Mutual aid helps diabetic woman succeed
Amy Unruh was a full-time university student and part-time worker at The Meeting Place church in Winnipeg when she received the diagnosis of Type 1 diabetes in 2006. “My diagnosis affected my life in every way – emotionally, physically, spiritually and mentally,” she says. But with the help of mutual aid funding and the support of family and friends, Unruh has been able to control her health with an insulin pump.
Mutual aid functions beyond the connection to an insurance policy by collaborating with the local congregation, the larger church, and church-related agencies to positively affect people facing a crisis or burden.
Coinciding with Unruh’s graduation and new job as office manager, her diabetes educator encouraged her to consider an insulin pump to better control her condition. Convinced it would enhance her health and lifestyle, she faced a financial hurdle.
Unable to afford the cost on her own, she decided to ask for financial and prayer support. “But how does one ask loved ones and friends for financial assistance?” she says. “I feared that people would feel obligated to give and I didn’t want them to be disappointed in their investment in my life.”

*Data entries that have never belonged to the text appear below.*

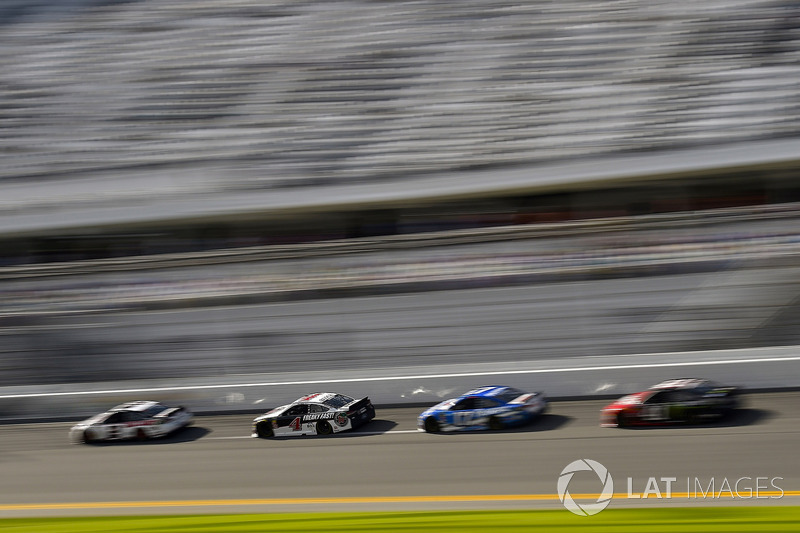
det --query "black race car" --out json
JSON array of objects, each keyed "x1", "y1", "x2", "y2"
[
  {"x1": 600, "y1": 378, "x2": 739, "y2": 427},
  {"x1": 252, "y1": 392, "x2": 375, "y2": 438}
]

When fellow church member and her insurance broker Tim Friesen heard of Unruh’s decision in spring 2009, he contacted the mutual aid ministries program of MAX Canada Insurance Company, which serves the Anabaptist community, and organized a Share Fund grant for her. Unruh sent out 80 letters to her church community, family members, and friends.
The support was “overwhelming.” Within a few weeks, she received 38 contributions, reaching her required goal to purchase the insulin pump, cover training, and other start-up costs. The funds from the MAX Canada Share Fund were quickly matched and exceeded.
People were grateful to be asked for help. “One person thanked me for asking, suggesting that the church is the place to support each other in hard times, but unless someone asks, we often do not know where the need is,” says Unruh.
Unruh has been part of The Meeting Place for 17 years. “I love being involved and investing my time and energy into the church,” says Unruh, who oversees 60 volunteers in the early childhood department.
While Unruh was surprised by the generous response she received, it was no surprise to those who know her. By giving generously of herself over the years, Unruh laid the foundation for generous response to her need for financial assistance.